Di kota ini, mereka diharapkan bisa saling bertukar pikiran satu sama lain dan pada akhirnya mewujudkan hasil pengalaman riset ini ke atas kanvas seni. Hasil dari residensi sepekan ini pun bisa dilihat di pameran Merging Metaphors di Galeri Nasional Indonesia pada 17-31 Maret ini yang dikuratori oleh Sushma K. Bahl.

Dalam pembukaan pameran, Duta Besar India untuk Indonesia dan Timor Leste, Gujrit Singh berpendapat bahwa program residensi ini untuk memperlihatkan kesamaan bahasa visual seni para seniman. “Residensi seni rupa India-ASEAN di Darjeeling pada tahun 2012 ini merupakan suatu upaya untuk menjalin keselarasan di antara perbedaan budaya antar negara, yang diwujudkan melalui rangkaian bahasa visual dari sapuan kuas di atas kanvas,” ucap Gujrit.

Meski sudah berlangsung tiga tahun silam, Gujrit merasa pameran ini masih cukup relevan untuk menjadi bagian dari acara Sahabat Indonesia – The Festival of India in Indonesia 2015 yang bertujuan untuk merayakan jalinan persahabatan budaya antara India dan Indonesia.

Mengamati pameran ini, terlihat bagaimana para seniman memperoleh terjemahan visual yang berbeda-beda dari pengalaman aktivitas yang sama. Fokus yang setiap seniman tekuni dalam mencerminkan pengalaman residensi ini pun terlihat jauh berbeda satu dengan yang lain.

Image source : Galeri Nasional Indonesia
Image source : Galeri Nasional Indonesia

Sebagai salah satu seniman yang mewakili Indonesia dalam program residensi ini, Pupuk Daru Purnomo misalnya lebih memilih untuk mencerminkan di atas kanvas, pergumulan yang ia alami seputar realita kehidupan.
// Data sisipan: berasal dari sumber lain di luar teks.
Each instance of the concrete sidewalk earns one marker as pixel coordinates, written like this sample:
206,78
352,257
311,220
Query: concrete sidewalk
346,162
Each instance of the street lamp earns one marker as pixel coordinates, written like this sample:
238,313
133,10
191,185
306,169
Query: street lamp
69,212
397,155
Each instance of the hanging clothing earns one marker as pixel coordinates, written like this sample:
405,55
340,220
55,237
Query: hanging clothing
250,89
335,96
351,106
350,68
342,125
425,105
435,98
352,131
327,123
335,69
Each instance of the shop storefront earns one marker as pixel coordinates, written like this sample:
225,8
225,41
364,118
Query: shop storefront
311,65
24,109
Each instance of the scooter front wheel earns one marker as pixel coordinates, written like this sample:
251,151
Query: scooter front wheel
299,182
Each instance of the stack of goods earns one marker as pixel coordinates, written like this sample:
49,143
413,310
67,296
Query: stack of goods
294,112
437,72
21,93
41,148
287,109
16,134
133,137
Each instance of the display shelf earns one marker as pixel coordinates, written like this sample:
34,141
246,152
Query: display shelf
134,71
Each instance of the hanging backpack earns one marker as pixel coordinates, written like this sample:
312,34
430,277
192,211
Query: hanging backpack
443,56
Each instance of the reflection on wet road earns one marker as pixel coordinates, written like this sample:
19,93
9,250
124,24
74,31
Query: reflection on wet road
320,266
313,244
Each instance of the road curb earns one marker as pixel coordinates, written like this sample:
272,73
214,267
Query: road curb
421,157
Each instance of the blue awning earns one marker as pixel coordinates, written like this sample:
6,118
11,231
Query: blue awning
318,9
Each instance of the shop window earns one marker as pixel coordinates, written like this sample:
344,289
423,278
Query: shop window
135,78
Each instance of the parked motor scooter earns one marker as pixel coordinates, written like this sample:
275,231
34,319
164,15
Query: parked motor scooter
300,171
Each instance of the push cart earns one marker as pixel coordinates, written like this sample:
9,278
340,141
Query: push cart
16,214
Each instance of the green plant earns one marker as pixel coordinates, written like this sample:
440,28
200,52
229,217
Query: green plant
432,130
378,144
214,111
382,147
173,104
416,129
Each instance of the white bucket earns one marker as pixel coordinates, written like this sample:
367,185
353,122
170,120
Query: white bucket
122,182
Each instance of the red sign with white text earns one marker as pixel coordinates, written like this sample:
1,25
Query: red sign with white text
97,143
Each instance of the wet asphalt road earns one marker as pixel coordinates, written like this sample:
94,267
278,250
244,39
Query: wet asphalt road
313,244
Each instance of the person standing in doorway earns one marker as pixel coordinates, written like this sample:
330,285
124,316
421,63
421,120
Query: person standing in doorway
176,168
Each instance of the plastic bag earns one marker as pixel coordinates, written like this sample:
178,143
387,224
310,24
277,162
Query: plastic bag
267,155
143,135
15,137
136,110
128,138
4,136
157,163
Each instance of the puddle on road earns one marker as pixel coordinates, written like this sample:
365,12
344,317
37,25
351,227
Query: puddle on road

Lewat sapuan cat akrilik, lukisan berjudul Sexual Imagination itu menggambarkan adegan still life benda-benda yang memenuhi kamar tidur yang merupakan simbol dari situasi yang mengingatkannya akan sebuah kegelisahan imajinasi seksual. Menurut kurator Sushma K. Bahl, pengalaman ini mengingatkan sang seniman akan kenangan masa kecilnya di mana gambaran kamar tidur orangtuanya seakan hidup kembali dari pengalamannya di residensi ini.

Sebaliknya, karya seniman lainnya ada yang lebih mencerminkan pengalaman beraktivitas di Darjeeling secara langsung. Hal ini dapat dilihat dari karya lukisan bergaya tradisional Cina buatan seniman Quek Kiat Sing yang mewakili Singapura. Melalui goresan kuas dan tinta di atas rice paper berjudul Profile of the mountain spirit at Darjeeling, lukisan triptych ini menggambarkan suasana pemandangan di perbukitan Darjeeling yang dihiasi pohon-pohon bambu. Mengkorporasikan gaya lukisan tradisional Cina yang ia terapkan dalam karier seninya, pohon bambu sebagai objek utama dalam lukisan ini pun mengandung simbolisasi mendalam yang menggambarkan sifat kerendahan hati seseorang.

Karya lukisan lain yang dipamerkan pada Merging Metaphors ini pun ada yang menggambarkan aktivitas kehidupan sehari-hari di Darjeeling. Seperti lukisan Indian Girls karya seniman Burma, Min Wae Aung, maupun lukisan yang mengombinasikan komposisi garis grafis dan eksplorasi bentuk dan warna karya Osman Muhammad dari Brunei Darussalam yang berjudul Windows and Storyboard. Dari karya-karya yang presentasi gayanya beragam ini kita dapat melihat keragaman pertukaran budaya antar negara-negara ASEAN dan India, walaupun dalam bentuk medium seni lukis yang sama.

Sebagai rangkaian acara Sahabat Indonesia – The Festival of India in Indonesia 2015 yang diselanggarakan sepanjang tahun 2015 ini, diadakan juga berbagai macam acara budaya dari seni rupa, film, tari, maupun musik khas India yang diorganisir oleh Kedutaan Besar Republik India di Indonesia dengan kerja sama pihak Indian Council for Cultural Relations.